Глядя, как Вайолет рыдает перед могилой моей сестры, я застыл на месте. Как будто я почти
Но последний человек на этой Земле, заслуживающий моего сочувствия, — Вайолет Харрис.
Если бы не она, я бы не праздновал день рождения своей сестры на ее могиле. Я бы не купил ей гребаных цветов, потому что, когда она была жива, они ей даже не нравились. Сказала, что они скучные, неоригинальные. Такие подарки получают все девушки. Такой подарок, который не требует никаких раздумий.
Если бы она была все еще жива, то прямо сейчас издевалась бы надо мной. Ты такой неоригинальный, Уэс.
Без нее я существую.
Какая-то ненормальная часть меня хотела упасть на землю рядом с Вайолет и притянуть ее в объятия. Оплакиваем мою сестру вместе, как мы бы это сделали, если бы Вайолет не была ответственна за то, что ее похоронили в первую очередь.
Самое больное во всем этом то, что единственный человек, которого я хочу утешить, и есть причина, по которой я нуждаюсь в утешении.
Приходят мама и папа с подносами, полными саженцев, и ручными лопатами, чтобы мы могли посадить их вокруг могилы Хлои.
— Уэс, мы с твоим отцом просто разговаривали по дороге сюда. Помнишь то лето, когда Хлое было около двенадцати и она по-настоящему увлеклась садоводством? А потом эта оса ужалила ее в ногу?
Я хихикаю.
— Да, и она разозлилась на меня за то, что я все испортил.
Мама смеется.
— Ничего не выросло, но она была там каждый день.
Я проглатываю комок в горле.
— Это Вайолет мы только что видели? — Спрашивает папа, как будто она наш старый друг, а не злейший враг.
— Ага.
Мама опускается на землю рядом со мной.
— Вам удалось приятно поболтать? — спрашивает она своим успокаивающим медовым голосом.
— Нет, мам, это Вайолет. — Я хватаю лопату и вонзаю в землю. — У нас не принято мило болтать.
— Раньше так и было, — говорит папа, как будто мне нужно это гребаное напоминание.
— Я всегда думал, что вы с Вайолет были бы очаровательной парой. — Мама сажает саженец в неглубокую ямку, которую я выкопал, и разрыхляет землю вокруг него.
— Я знаю. — Было время, когда я хотел Вайолет. Хотел ее во всех смыслах этого слова. Но сейчас этого никогда не произойдет.

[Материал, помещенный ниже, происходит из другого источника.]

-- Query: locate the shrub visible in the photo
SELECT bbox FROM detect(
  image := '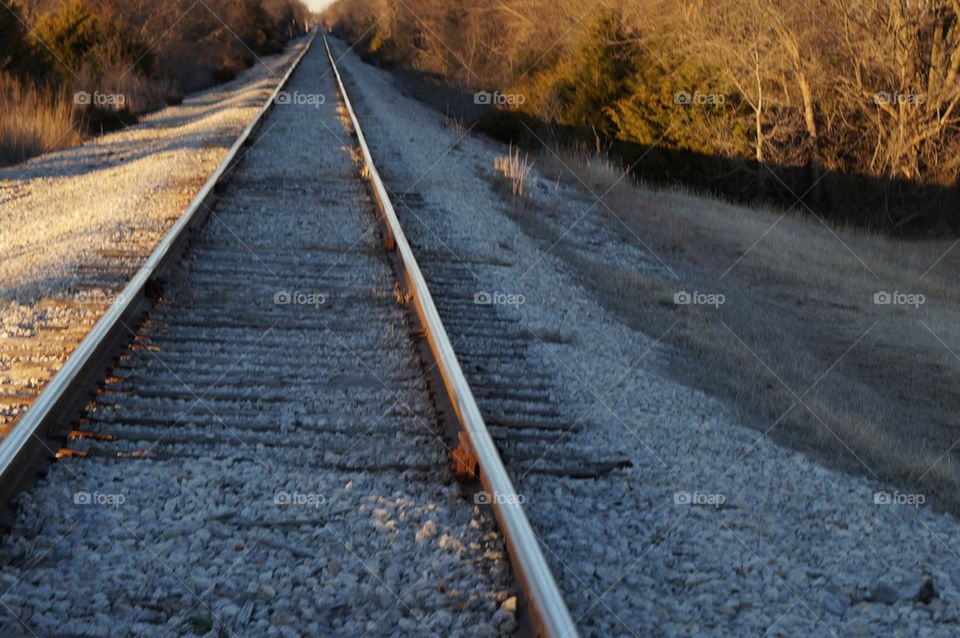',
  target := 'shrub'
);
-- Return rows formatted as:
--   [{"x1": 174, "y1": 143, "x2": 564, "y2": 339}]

Мама хватает меня за руку, ее рука вся в грязи, потому что она забыла перчатки. Или она не хотела приносить ничего, надеясь, что прохладная земля между ее пальцами заставит ее почувствовать себя ближе к моей покойной сестре в день ее двадцатилетия.
— Я просто хочу, чтобы ты был счастлив.
— Мы оба хотим. — Папа похлопывает лопатой по земле, где он посадил молодое деревце с другой стороны могилы Хлои. Она бы с удовольствием была здесь, занимаясь этим вместе с нами.